In our main product – in progress of development – we had a situation, where items in a SortedCollection could not be removed. From time to time we had these instances and I was not very happy about them.

The instance of SortedCollection had a sort block like: [:a :b | a getDoubleValue < b getDoubleValue ] – that means, that the sorting is based on an attribute of those elements hold in that collection.

The reason why the elements could not be removed was pretty soon clear: the attribute values (which the sorting is based on) had changed and the rules are pretty clear: if you change an attribute which is used as the sorting attribute somewhere you should remove the item from the SortedCollection. Change the attribute value and add it again to the SortedCollection instance.

Actually I was surprised to see, that these errors never popped up with an exception, but the PUM generator generates “remove:ifAbsent:[]” in the Topaz based server source code statements, so this error has been catched. Actually the question remaining was: “Who changes this value ?”. The attribute value was a double value and it was never intended to change very often or at all.

The structure of the application we developed here was an API driven application. The Browser-Frontends call the API, send some data (via JSON) and change them. The exchange of the update-API calls were done in that way, that ALL attributes were send to the database – regardless if they have changed or not.

The values of the attribute values therefore were also send from the server to the client and back to the server again – and we found the error: Gemstone/S prepared the string representation of the double value and put that string into the JSON representation, which was sent to the client.

The cliented presented the data, the user did some changes and the values got back to the server – and from time to time, the string-presentation changed (the user had no chance to change this value) , when the client (Javascript float -> string) sent back the data to the server. Not always, but sometimes and NOT very much – perhaps only the last digit changed.

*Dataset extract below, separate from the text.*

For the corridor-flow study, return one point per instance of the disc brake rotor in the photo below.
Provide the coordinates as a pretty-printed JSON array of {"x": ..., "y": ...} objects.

But for Gemstone/S the little change was enough – the item could not be removed from the SortedCollection again. One could trigger a resort, but with 500.000 elements in that Collection this is not a nice way to go …

Another way to get rid of this error was to mark this attribute in the PUM editor as “client-readonly” attribute, which generates code in the server in that way, that changes of that attributes are never transferred to the stored domain object from the API transfer object.